Make This the Last Time That Same Incident Happens
If you want a quick read on where your own process stands, walk these four questions. A confident yes to all four is rare, and each no is a place recurrence is leaking in:
- Are your root cause analyses happening within 72 hours of the incident?
- Does every action item have a single owner and a due date?
- Do you know, right now, how many postmortem action items are open?
- Are you tracking root cause themes across incidents, not just fixing them one at a time?
None of this takes a heavy new process. It takes prompt reviews, structured root causes, real ownership, and a regular look at ongoing action items, all living in the tools your team already has open.
That is exactly what Phoenix Incidents is built to help with. It carries the follow through for you, right inside the Jira and Slack your team already lives in, so the answers to those four questions stay yes without anyone having to chase them down.
Get those right and the postmortem stops being paperwork and starts being the thing that keeps the same incident from happening twice.
Frequently Asked Questions
1. Why do most postmortems fail?
Most postmortems fail not because teams skip them but because the follow up work leaves the tools where work actually happens. Action items get captured in a doc or a chat message, lose their owner, never make it into the sprint backlog, and quietly expire. The failure is in execution and tracking, not in the review itself.
2. How quickly should you run an incident postmortem?
As close to the incident as possible, ideally within 72 hours. While the incident is fresh, the timeline is still reconstructable and responders remember the decisions they made under pressure. After a week, context fades and the review tends to document the obvious while missing the systemic cause.

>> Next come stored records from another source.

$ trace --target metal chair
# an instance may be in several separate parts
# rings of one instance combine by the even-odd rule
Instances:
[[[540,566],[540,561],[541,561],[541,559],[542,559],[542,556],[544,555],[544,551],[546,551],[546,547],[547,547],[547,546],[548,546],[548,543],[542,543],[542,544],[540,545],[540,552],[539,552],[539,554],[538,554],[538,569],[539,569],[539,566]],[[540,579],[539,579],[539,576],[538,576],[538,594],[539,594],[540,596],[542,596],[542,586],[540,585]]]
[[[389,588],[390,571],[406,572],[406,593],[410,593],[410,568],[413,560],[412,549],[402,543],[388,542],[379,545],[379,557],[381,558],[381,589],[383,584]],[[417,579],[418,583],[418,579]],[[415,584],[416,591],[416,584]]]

3. Where should postmortem action items live: in Jira, Confluence, or a doc?
In Jira, alongside the rest of the team's work. Confluence and docs are fine for the postmortem write up itself, but action items need to be trackable issues with owners and due dates in the backlog the team works from every day. A fix that lives only in a document is out of sight and rarely gets done.
5. What makes a good postmortem action item?
A named individual owner, a specific and verifiable outcome, a home in the team's task tracker, and a due date. "Improve monitoring" fails every test. But "Alice: add an alert for DB replication lag over 30 seconds, JIRA-1234, due end of sprint" passes all of them. The test is whether you can look at it at a glance and tell if it is done.
6. How do you stop the same incidents from recurring?
Tag root causes with consistent categories and review them across incidents so recurring themes become visible, then fix those themes at the organizational level rather than patching each incident in isolation. Recurrence usually traces back to a systemic gap like weak alerting, a fragile dependency, or unclear ownership, and that is where the durable fix lives.
7. What's the difference between a postmortem and a retrospective?
A retrospective is part of the agile sprint cycle and reviews how the team worked over a set period. A postmortem is triggered by a specific incident, such as an outage or a degradation, and focuses on what failed, why, and what systemic changes prevent it from happening again.